Michael’s work provided a life insurance policy of $5,000. They hadn’t taken out additional life insurance policies because they were both so healthy and they already had so many bills. They thought life insurance could wait.
Melinda considered selling the house, but she feared what the sudden change would do to her children. So, she continued the uphill climb to make ends meet. Eventually it became too much.
In January 2017, Melinda gave in to her depression and stopped doing things. The loss of her husband and the father of her children hit her like a bus, and it consumed her. She paid the utility bills and went through the motions of being a mother, but the mortgage quickly fell behind.
Four months later, she faced foreclosure.
A friend heard about what was happening, and they told her about HOPE of Evansville’s foreclosure prevention services. So, Melinda made the call.
Kathy isn’t just the foreclosure prevention specialist who knows how to do only her day-to-day tasks. She wants to dive into the root of the problem
Kathy talked to her about her emotional struggles and urged her to go to counseling. Kathy contacted the lender immediately – she knew about programs that would prevent this foreclosure from happening.
Kathy worked with Melinda to put together a loss mitigation package that qualified her for financial assistance to bring her mortgage current.
Melinda didn’t lose her home. Kathy was able to bring Melinda’s mortgage current.
Today, Melinda and her boys are still living in their home. The boys both play basketball and Melinda has continued to seek emotional support through counseling. Melinda finally took the time to grieve the loss of her husband.

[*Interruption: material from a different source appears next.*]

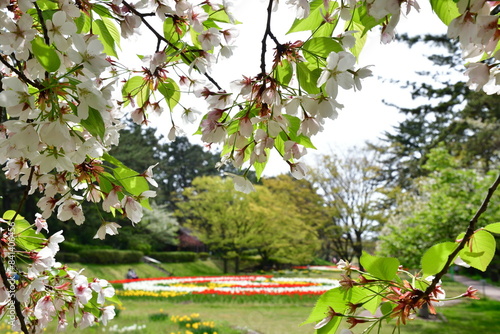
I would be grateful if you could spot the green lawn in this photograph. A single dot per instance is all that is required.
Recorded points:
(269, 316)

This happens more often than you can imagine. HOPE can provide foreclosure prevention services for anyone within our service area. Our foreclosure specialist knows about the different programs available that are state and federally funded to help people in difficult situations. Our specialist also can work with lenders to modify payments, so someone can pay for their home.
Foreclosure prevention is critical. It prevents homelessness, stabilizes families, and keeps our neighborhoods whole and intact.